1646 - Opechancanough captured

       The problem faced by the colonists in Jamestown (and their investors in England) was that none of the Indians in Virginia had been 'conquered.'  Until that day, the rights claimed by the Virginia Company could not been formally vested by the rights of conquest.  The tide began to turn in the colonists favor once Powhatan died.  His brother, Opechancanough was a much more aggressive and adversarial neighbor, and he launched an attack on the colony shortly after becoming the tribe's leader.      

        The colonists' counter attack succeeded, but it took a generation secure the fruits of victory.. They captured Opechancanoughs, but he was shot in the back before he could be sent to London for trial.  His successor, Necotawance, signed a treaty with the English and ceded most of the Powhatan confederacy's remaining lands.  The English crown's right over land owned by savages in the colony of Virginia had finally been perfected, and all legal impediments how been removed from the company's claim over distant lands.  The Indians reserved for themselves a small area north of the York River.
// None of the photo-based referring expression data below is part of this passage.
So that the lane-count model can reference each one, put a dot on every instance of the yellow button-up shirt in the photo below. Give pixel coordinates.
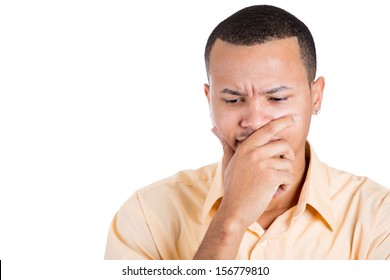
(338, 216)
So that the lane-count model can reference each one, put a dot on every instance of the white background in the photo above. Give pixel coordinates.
(100, 98)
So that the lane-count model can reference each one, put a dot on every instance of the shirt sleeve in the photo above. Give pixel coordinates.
(129, 236)
(380, 246)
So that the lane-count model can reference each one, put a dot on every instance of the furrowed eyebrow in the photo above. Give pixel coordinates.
(276, 89)
(233, 92)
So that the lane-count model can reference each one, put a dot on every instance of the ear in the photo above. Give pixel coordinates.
(207, 92)
(317, 91)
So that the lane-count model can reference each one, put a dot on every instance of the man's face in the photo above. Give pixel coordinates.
(253, 85)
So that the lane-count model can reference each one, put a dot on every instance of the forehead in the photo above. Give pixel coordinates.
(282, 55)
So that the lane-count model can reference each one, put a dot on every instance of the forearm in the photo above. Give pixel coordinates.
(222, 239)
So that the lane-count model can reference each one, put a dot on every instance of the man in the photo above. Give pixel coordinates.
(270, 197)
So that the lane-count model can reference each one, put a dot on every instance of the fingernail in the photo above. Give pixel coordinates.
(297, 118)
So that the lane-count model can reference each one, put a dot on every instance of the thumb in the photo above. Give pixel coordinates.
(228, 152)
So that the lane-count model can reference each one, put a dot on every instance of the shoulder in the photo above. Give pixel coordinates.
(357, 189)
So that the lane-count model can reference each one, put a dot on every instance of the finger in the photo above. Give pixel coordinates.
(268, 132)
(228, 152)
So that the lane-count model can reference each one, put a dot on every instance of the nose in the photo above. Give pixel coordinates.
(254, 116)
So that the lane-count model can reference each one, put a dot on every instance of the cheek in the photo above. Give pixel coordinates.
(225, 121)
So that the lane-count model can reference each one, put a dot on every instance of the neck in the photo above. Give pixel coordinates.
(291, 196)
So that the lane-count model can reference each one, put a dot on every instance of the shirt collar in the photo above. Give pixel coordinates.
(315, 190)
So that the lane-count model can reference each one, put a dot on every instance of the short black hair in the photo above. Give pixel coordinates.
(260, 24)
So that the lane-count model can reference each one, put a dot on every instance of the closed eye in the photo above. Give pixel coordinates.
(233, 101)
(278, 99)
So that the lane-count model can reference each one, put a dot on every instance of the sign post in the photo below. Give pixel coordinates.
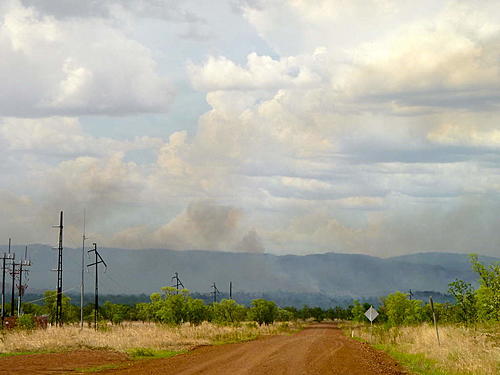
(371, 314)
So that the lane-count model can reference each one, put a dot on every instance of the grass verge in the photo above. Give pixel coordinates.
(130, 336)
(462, 351)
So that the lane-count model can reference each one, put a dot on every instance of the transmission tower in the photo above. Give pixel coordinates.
(59, 272)
(82, 282)
(178, 282)
(5, 257)
(215, 292)
(98, 260)
(23, 267)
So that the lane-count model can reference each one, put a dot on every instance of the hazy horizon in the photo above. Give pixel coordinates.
(280, 126)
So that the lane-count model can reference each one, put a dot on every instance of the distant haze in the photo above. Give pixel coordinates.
(330, 275)
(276, 126)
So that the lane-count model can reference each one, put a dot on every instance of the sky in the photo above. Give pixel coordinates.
(279, 126)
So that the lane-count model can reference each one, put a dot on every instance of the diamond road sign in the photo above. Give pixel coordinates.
(371, 314)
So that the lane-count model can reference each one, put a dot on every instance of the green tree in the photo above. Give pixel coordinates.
(172, 309)
(196, 311)
(228, 311)
(70, 313)
(465, 298)
(263, 311)
(400, 310)
(488, 294)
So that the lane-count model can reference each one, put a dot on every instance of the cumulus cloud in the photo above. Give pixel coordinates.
(203, 225)
(74, 67)
(340, 138)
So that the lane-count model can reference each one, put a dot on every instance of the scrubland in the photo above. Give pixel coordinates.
(133, 335)
(462, 350)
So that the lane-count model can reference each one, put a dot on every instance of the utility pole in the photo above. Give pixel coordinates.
(98, 260)
(215, 292)
(82, 286)
(13, 293)
(13, 286)
(59, 272)
(178, 282)
(5, 257)
(21, 287)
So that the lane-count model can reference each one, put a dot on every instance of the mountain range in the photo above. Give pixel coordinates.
(327, 276)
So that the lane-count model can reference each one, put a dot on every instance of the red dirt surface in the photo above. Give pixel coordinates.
(58, 363)
(319, 349)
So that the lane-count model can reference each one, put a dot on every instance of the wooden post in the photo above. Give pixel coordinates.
(434, 318)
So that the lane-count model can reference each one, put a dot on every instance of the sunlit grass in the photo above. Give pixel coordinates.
(463, 350)
(133, 335)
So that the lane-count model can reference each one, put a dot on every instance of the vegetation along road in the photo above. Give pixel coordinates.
(318, 349)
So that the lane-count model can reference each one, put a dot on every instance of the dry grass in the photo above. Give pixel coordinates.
(463, 350)
(132, 335)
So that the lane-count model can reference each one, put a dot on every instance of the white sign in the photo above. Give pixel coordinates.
(371, 314)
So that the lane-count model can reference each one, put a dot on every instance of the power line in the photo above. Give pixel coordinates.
(5, 257)
(98, 260)
(178, 282)
(22, 287)
(82, 282)
(59, 272)
(215, 292)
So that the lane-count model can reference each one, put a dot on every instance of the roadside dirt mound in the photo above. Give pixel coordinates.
(58, 363)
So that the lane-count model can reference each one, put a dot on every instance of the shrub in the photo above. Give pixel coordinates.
(26, 321)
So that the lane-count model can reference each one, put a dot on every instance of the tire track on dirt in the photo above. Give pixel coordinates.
(317, 350)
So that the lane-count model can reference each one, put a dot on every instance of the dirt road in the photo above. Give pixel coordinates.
(320, 349)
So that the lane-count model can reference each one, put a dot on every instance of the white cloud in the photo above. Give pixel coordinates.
(84, 66)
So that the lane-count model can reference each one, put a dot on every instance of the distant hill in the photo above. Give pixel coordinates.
(316, 277)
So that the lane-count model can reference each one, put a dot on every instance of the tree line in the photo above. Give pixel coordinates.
(174, 307)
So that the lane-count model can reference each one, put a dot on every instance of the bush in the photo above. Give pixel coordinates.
(26, 321)
(263, 312)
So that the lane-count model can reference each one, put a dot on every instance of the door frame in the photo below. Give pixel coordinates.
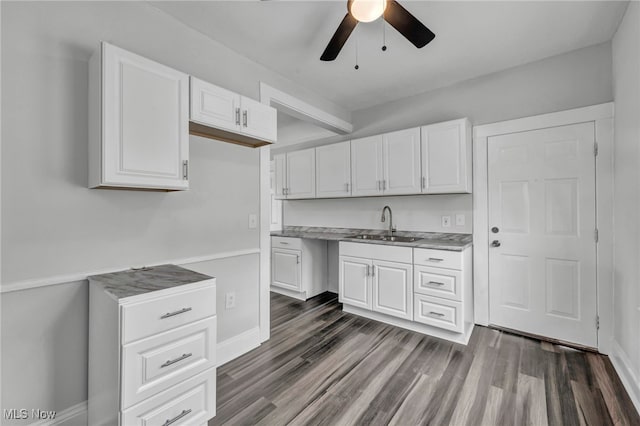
(602, 117)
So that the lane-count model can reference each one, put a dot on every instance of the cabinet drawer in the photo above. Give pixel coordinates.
(156, 363)
(438, 282)
(437, 312)
(438, 258)
(192, 402)
(286, 242)
(376, 251)
(143, 319)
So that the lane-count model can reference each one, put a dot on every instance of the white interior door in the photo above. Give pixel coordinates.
(542, 259)
(286, 268)
(366, 166)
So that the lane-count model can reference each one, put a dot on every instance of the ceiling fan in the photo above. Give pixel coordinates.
(370, 10)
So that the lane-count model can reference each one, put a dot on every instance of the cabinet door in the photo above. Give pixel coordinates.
(393, 289)
(145, 122)
(214, 106)
(446, 157)
(301, 174)
(280, 169)
(259, 120)
(333, 170)
(366, 166)
(286, 268)
(354, 282)
(401, 153)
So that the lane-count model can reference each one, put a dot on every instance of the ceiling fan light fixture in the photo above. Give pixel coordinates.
(366, 10)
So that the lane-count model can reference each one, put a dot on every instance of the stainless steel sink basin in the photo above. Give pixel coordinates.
(393, 238)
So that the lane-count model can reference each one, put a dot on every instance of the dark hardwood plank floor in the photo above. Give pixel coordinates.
(326, 367)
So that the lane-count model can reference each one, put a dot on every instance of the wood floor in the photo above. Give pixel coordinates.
(326, 367)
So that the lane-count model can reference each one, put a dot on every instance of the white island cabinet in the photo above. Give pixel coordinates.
(152, 347)
(138, 122)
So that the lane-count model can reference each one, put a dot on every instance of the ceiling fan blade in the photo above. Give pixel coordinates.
(407, 24)
(339, 38)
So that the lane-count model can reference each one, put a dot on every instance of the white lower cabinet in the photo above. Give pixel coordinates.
(425, 290)
(152, 347)
(370, 283)
(298, 267)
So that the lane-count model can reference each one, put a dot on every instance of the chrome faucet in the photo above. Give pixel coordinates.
(383, 219)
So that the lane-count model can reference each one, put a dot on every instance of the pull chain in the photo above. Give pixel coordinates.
(357, 66)
(384, 36)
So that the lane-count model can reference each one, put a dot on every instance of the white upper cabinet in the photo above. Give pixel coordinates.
(139, 122)
(301, 174)
(446, 157)
(401, 153)
(214, 106)
(280, 172)
(333, 170)
(367, 166)
(218, 113)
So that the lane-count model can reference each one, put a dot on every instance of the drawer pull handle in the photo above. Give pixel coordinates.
(173, 314)
(178, 417)
(173, 361)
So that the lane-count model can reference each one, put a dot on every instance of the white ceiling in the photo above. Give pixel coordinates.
(472, 39)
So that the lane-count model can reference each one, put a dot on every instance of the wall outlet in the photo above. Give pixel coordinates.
(230, 300)
(253, 221)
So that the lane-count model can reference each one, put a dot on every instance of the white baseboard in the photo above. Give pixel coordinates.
(232, 348)
(622, 365)
(72, 416)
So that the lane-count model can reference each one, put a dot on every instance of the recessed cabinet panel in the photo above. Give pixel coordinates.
(333, 170)
(355, 285)
(286, 268)
(301, 174)
(366, 166)
(214, 106)
(402, 162)
(446, 157)
(259, 120)
(392, 289)
(139, 122)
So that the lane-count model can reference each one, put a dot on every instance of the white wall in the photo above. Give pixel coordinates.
(54, 226)
(626, 85)
(410, 212)
(571, 80)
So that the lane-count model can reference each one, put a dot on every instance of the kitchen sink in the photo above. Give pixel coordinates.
(391, 238)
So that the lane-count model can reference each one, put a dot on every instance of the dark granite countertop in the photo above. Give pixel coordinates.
(134, 282)
(432, 240)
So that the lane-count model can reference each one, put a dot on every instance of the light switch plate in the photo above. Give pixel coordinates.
(253, 221)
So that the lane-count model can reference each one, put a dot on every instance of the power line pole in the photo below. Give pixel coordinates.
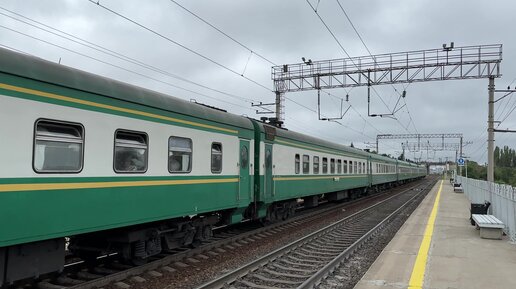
(490, 132)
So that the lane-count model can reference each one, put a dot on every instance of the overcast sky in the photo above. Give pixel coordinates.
(282, 31)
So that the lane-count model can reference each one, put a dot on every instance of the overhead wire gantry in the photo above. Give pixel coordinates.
(446, 63)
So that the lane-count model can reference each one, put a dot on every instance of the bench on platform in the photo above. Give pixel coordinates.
(490, 227)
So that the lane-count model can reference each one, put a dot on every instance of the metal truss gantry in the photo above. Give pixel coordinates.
(447, 63)
(428, 146)
(420, 146)
(419, 137)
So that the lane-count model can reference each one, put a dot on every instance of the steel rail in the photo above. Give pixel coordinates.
(124, 274)
(313, 281)
(254, 265)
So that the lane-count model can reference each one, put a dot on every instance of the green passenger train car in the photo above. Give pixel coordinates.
(110, 167)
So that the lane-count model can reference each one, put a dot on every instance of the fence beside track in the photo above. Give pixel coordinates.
(502, 198)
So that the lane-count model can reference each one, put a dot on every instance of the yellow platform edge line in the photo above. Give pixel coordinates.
(418, 272)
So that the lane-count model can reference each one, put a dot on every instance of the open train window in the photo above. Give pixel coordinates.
(306, 164)
(58, 147)
(216, 157)
(297, 164)
(316, 165)
(130, 152)
(180, 154)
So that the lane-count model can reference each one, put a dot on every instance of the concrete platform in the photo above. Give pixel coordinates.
(457, 257)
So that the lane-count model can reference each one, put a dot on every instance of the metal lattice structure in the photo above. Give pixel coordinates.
(447, 63)
(415, 147)
(419, 145)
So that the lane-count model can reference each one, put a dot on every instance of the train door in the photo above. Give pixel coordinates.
(269, 185)
(244, 169)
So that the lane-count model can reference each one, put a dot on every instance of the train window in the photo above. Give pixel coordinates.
(58, 147)
(216, 158)
(180, 154)
(306, 164)
(297, 164)
(130, 152)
         Though it took forty years, the first tribes on the North American continent had now been brought under the yoke of English sovereignty.  Indian resistance to English claims to land by conquest were punishable under the laws of God and nations, and the subjugation of the infidels had now been shown to be the most important tool in the exercise of will to empire.

         England, by 'right natural', had now established the basic theme of her colonizing activities in the New World.  The English Crown held superior sovereignty over the lands occupied by the American Indian, who, in his natural state, lived in perpetual violation of the law of nations and the law of God.  As outlaws of humanity, the Indians could not only be dispossessed of their lands, it was seen as the divine duty of the monarch to do so for the purpose of establishing a superior civilization in the new world.   

         Here, then, was the organizing principle that would reappear centuries later in Manifest Destiny.  These legal precepts, which would govern the partitioning of the continent for the next three centuries, had been resurrected on American soil from the papal discourses on conquest in the Middle Ages.